Rapid and accurate diagnosis of an infection should enhance patient outcome by enabling early initiation of appropriate therapy and implementation of relevant infection control measures, and reducing unnecessary antimicrobial treatment. In particular, molecular tests such as multiplex-PCR or a DNA-based microarray platform for detection of organisms causing sepsis have been developed and hold promise for rapid diagnosis of bacterial sepsis [102,104]. Despite the rapid progress of RDT technologies, these diagnostic modalities have not yet made many inroads toward replacing standard identification tests in medical microbiology laboratories. The unavailability of certain rapid tests is typically blamed on prohibitive costs and their doubtful cost-effectiveness. In addition, molecular-based RDTs have relatively lower sensitivities or positive predictive values compared with traditional methodologies for investigation or diagnosis of infections [102].

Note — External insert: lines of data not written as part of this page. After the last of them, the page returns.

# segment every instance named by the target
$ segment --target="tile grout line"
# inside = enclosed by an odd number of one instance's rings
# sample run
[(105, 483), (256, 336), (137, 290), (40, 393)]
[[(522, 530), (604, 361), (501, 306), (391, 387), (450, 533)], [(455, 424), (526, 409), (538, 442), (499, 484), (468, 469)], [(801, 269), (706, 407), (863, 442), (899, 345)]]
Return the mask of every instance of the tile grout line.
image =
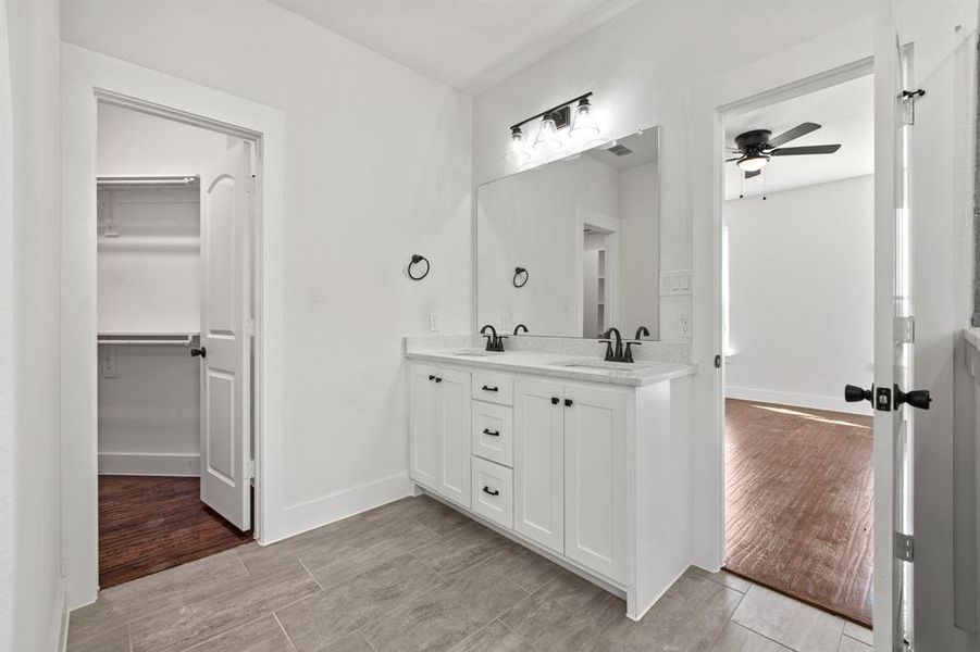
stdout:
[(313, 581), (317, 582), (317, 586), (320, 587), (320, 590), (322, 591), (322, 590), (323, 590), (323, 585), (320, 584), (320, 580), (317, 579), (317, 576), (313, 575), (313, 573), (312, 573), (309, 568), (307, 568), (307, 565), (302, 563), (302, 560), (299, 559), (299, 557), (293, 557), (293, 559), (296, 560), (296, 563), (297, 563), (297, 564), (299, 564), (300, 566), (302, 566), (302, 569), (307, 572), (307, 575), (309, 575), (309, 576), (313, 579)]
[(289, 643), (289, 647), (293, 648), (296, 652), (299, 652), (299, 649), (296, 647), (296, 643), (293, 642), (293, 639), (289, 637), (289, 632), (286, 631), (286, 628), (283, 627), (283, 622), (280, 620), (280, 617), (272, 612), (272, 617), (275, 618), (275, 624), (280, 626), (280, 631), (283, 632), (283, 636), (286, 637), (286, 642)]

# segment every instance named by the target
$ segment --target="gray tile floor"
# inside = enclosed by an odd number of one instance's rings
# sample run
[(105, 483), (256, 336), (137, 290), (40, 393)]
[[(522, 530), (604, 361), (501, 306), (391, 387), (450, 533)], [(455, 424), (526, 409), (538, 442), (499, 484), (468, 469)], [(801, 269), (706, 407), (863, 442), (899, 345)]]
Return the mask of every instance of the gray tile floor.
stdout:
[(429, 498), (102, 591), (70, 652), (869, 652), (870, 632), (691, 568), (625, 604)]

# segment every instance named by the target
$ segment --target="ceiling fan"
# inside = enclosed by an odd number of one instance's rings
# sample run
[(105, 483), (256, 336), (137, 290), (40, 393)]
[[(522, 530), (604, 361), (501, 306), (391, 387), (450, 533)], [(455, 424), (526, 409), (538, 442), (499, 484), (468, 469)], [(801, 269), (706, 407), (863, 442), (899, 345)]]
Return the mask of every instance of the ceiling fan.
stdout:
[(746, 179), (762, 174), (762, 168), (769, 164), (772, 156), (804, 156), (808, 154), (832, 154), (840, 145), (811, 145), (807, 147), (781, 147), (810, 131), (816, 131), (820, 125), (816, 123), (803, 123), (789, 131), (772, 137), (769, 129), (753, 129), (735, 136), (735, 147), (729, 148), (740, 155), (725, 160), (725, 163), (735, 162), (745, 175)]

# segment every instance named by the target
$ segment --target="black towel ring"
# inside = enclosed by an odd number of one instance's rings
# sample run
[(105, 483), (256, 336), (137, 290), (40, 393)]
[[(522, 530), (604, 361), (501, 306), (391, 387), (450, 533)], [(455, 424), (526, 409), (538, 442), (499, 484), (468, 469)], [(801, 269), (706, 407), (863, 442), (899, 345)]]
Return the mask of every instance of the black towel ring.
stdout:
[[(521, 281), (518, 281), (518, 276), (521, 276), (521, 275), (523, 275), (524, 278)], [(526, 269), (524, 269), (523, 267), (514, 267), (513, 268), (513, 287), (516, 287), (516, 288), (524, 287), (525, 285), (528, 285), (528, 278), (530, 278), (530, 275), (528, 274)]]
[[(421, 263), (422, 261), (425, 261), (425, 273), (422, 274), (422, 276), (415, 276), (414, 274), (412, 274), (412, 265), (417, 265), (417, 264)], [(424, 255), (413, 253), (412, 262), (410, 262), (408, 264), (408, 277), (411, 278), (412, 280), (422, 280), (426, 276), (429, 276), (429, 268), (430, 268), (429, 259), (425, 258)]]

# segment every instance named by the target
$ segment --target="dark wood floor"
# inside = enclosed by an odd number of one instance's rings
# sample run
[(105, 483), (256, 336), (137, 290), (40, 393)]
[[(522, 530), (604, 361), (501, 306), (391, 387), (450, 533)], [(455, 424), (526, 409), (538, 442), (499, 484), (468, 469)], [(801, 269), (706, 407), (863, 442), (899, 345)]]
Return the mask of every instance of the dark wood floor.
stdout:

Clinicians can also utilize serum markers in order to decide whether antibiotics ought to be prescribed in a given patient. C-Reactive protein (CRP) is an acute-phase reactant, and CRP level measurements are frequently used to aid in the diagnosis of bacterial infections [109]. In addition, procalcitonin (PCT) is a hormone that has emerged as a promising marker for the diagnosis of bacterial infections and may be used to support clinical decision making for the initiation and discontinuation of antibiotic therapy [110,111]. It has been shown that PCT level is more sensitive and specific than the CRP level for differentiating bacterial from either viral or non-infective causes of inflammation [109]. Studies have demonstrated that higher levels of PCT are found in severe bacterial infections than in viral infections and nonspecific inflammatory diseases [112]. Studies in patients with acute respiratory infections have shown that measuring PCT is effective in reducing antibiotic exposure and that PCT guidance was not associated with increased mortality or treatment failure in any clinical setting [110]. In addition, randomized controlled trials have demonstrated the feasibility of using PCT in settings ranging from primary care to emergency departments, hospital wards and intensive care units [113,114,115,116]. Further validation of the use of PCT in all age groups and in patients with a variety of comorbidities such as immune compromise will be informative for clinicians.

6. Conclusions

Preventing, reducing, and controlling the emergence of antimicrobial-resistant organisms is a major public health challenge that requires the participation of the entire medical community and public health agencies [18]. AMS initiatives should focus on the strategy of optimizing the use of currently available antimicrobials by using pharmacokinetic and pharmacodynamic principles such as extending time above the minimum inhibitory concentration in order to reduce antimicrobial resistance. It is however sobering to acknowledge that AMS in any setting, and the use of mobile health and RDTs may not be feasible for some time in resource-poor settings where MROs continue to evolve. AMS is critical to patient safety and relies on clinician and community engagement, and moving forward must routinely cover all bases. This requires government backing and strategies such as rapid diagnostics at the point of care and ongoing use of media forums to influence public opinion.

Conflicts of Interest

The author declares no conflict of interest.